Pasal 26
BAB 6 — PENGAWASAN, PELAPORAN DAN EVALUASI
(1) Setiap PPNS yang menggunakan Senjata Api Dinas dengan melakukan tembakan peringatan dan/atau tembakan langsung, harus membuat laporan insidentil atas terjadinya peristiwa tersebut. (2) Laporan insidentil sebagaimana dimaksud pada ayat (1)

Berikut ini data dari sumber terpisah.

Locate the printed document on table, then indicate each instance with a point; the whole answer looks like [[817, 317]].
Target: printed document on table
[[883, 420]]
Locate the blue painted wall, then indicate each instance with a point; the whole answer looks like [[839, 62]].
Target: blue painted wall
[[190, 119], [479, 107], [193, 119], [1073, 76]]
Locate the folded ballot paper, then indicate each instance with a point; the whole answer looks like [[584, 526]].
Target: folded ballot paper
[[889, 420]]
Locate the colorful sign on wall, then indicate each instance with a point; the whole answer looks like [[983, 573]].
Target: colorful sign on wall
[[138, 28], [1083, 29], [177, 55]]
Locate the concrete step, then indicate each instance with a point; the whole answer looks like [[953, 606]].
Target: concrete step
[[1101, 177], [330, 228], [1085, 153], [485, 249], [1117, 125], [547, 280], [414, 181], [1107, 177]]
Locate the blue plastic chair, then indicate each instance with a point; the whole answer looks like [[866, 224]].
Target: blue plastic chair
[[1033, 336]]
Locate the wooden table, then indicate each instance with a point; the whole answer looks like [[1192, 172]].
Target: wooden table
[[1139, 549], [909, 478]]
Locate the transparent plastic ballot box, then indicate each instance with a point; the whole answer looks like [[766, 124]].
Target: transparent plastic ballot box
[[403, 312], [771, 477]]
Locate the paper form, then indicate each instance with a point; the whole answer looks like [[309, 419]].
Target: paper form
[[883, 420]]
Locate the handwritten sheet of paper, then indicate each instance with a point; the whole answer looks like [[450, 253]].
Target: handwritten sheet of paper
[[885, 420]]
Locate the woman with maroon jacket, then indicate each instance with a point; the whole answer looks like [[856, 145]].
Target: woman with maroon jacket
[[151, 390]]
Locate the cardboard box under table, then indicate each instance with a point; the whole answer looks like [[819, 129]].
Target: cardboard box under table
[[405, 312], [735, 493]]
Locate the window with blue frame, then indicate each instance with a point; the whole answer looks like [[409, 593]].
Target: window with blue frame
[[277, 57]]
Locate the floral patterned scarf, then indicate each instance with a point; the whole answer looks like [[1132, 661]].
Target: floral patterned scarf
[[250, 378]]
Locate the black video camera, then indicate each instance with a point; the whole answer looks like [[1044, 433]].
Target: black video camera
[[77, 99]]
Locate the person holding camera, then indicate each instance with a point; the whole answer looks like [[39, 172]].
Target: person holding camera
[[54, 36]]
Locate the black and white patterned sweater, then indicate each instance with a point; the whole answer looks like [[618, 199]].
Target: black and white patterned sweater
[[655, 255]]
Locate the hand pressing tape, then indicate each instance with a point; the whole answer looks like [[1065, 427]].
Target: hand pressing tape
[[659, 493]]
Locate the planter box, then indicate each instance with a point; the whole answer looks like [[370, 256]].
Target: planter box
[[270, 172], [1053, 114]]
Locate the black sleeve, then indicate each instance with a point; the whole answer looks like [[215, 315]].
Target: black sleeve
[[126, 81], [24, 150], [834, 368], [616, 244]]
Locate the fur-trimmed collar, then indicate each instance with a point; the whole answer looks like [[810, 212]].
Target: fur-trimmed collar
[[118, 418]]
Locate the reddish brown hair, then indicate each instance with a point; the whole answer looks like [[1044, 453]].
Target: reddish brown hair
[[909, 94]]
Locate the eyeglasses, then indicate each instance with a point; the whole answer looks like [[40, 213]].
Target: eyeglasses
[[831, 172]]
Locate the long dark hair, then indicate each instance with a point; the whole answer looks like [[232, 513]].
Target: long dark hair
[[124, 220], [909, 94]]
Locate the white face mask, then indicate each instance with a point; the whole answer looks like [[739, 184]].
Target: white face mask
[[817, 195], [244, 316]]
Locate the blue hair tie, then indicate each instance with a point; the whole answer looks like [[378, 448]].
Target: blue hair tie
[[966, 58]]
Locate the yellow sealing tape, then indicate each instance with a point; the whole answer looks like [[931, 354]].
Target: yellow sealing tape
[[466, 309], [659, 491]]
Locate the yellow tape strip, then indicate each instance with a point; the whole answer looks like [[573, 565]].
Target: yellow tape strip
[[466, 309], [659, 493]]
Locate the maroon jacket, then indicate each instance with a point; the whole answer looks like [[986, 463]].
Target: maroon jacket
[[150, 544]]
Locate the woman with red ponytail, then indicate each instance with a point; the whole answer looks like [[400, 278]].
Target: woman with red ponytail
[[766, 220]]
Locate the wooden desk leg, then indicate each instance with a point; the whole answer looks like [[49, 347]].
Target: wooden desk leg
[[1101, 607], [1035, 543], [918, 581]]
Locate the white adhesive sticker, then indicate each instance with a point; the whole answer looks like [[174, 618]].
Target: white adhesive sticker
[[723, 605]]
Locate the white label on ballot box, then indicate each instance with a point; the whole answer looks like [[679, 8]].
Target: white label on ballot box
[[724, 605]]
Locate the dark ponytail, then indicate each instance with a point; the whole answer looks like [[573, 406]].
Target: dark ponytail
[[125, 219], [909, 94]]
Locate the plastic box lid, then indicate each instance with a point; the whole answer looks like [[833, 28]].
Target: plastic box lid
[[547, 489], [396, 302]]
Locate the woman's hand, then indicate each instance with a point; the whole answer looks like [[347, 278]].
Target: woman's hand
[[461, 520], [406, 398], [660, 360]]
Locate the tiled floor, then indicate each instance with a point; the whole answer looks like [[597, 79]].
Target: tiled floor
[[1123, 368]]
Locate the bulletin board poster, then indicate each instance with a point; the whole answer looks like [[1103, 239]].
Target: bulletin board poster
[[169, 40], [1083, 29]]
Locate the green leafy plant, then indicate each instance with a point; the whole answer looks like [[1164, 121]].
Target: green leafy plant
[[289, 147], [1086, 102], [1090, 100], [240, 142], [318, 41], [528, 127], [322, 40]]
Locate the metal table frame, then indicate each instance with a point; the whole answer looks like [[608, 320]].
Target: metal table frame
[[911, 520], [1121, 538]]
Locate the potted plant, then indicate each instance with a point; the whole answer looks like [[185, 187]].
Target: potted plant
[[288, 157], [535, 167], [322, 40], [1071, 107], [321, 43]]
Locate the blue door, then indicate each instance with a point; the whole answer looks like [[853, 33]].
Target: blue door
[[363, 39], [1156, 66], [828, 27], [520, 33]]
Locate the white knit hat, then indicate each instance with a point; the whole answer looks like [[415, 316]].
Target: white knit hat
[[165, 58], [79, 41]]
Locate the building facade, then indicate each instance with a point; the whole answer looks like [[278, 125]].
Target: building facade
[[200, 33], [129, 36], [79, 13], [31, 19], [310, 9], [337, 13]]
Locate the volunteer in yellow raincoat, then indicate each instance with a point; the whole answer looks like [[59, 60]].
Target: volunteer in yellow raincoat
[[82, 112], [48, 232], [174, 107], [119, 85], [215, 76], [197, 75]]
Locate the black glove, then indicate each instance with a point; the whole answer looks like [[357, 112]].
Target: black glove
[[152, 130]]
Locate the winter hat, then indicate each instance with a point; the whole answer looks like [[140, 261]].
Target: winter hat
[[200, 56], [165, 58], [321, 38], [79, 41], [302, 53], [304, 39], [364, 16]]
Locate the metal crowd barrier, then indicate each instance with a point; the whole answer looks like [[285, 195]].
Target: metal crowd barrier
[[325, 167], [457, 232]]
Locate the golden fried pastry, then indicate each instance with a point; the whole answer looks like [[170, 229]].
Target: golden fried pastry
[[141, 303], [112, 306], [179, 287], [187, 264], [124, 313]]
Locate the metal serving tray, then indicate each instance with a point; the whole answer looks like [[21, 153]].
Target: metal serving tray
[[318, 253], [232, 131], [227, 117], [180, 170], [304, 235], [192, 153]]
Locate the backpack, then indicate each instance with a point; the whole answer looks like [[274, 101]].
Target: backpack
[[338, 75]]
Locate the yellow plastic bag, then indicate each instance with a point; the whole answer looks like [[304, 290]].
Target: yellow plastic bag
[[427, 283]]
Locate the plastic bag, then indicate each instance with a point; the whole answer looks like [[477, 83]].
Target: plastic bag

berisi: a. identitas pemegang Senjata Api Dinas; b. identitas Senjata Api Dinas (jenis, merek, Kaliber, dan nomor Senjata Api Dinas); c. jumlah Amunisi yang digunakan; d. sifat kejadian; e. tempat dan waktu kejadian; f. uraian singkat peristiwa atau kejadian; g. alasan/pertimbangan Penggunaan Senjata Api Dinas; h. akibat dan permasalahan yang ditimbulkan; dan i. keterangan (hal-hal lain yang dianggap perlu untuk dilaporkan). (3) Laporan insidentil dibuat oleh PPNS yang menggunakan Senjata Api Dinas dan disampaikan kepada Direktur pada saat pelaksanaan tugas atau paling lambat 1 (satu) hari setelah kejadian. (4) Setelah menerima laporan insidentil sebagaimana dimaksud pada ayat (3), Direktur menyampaikan laporan kepada Direktur Jenderal dan/atau kementerian atau Lembaga pemerintah non kementerian terkait sesuai dengan ketentuan peraturan perundang-undangan.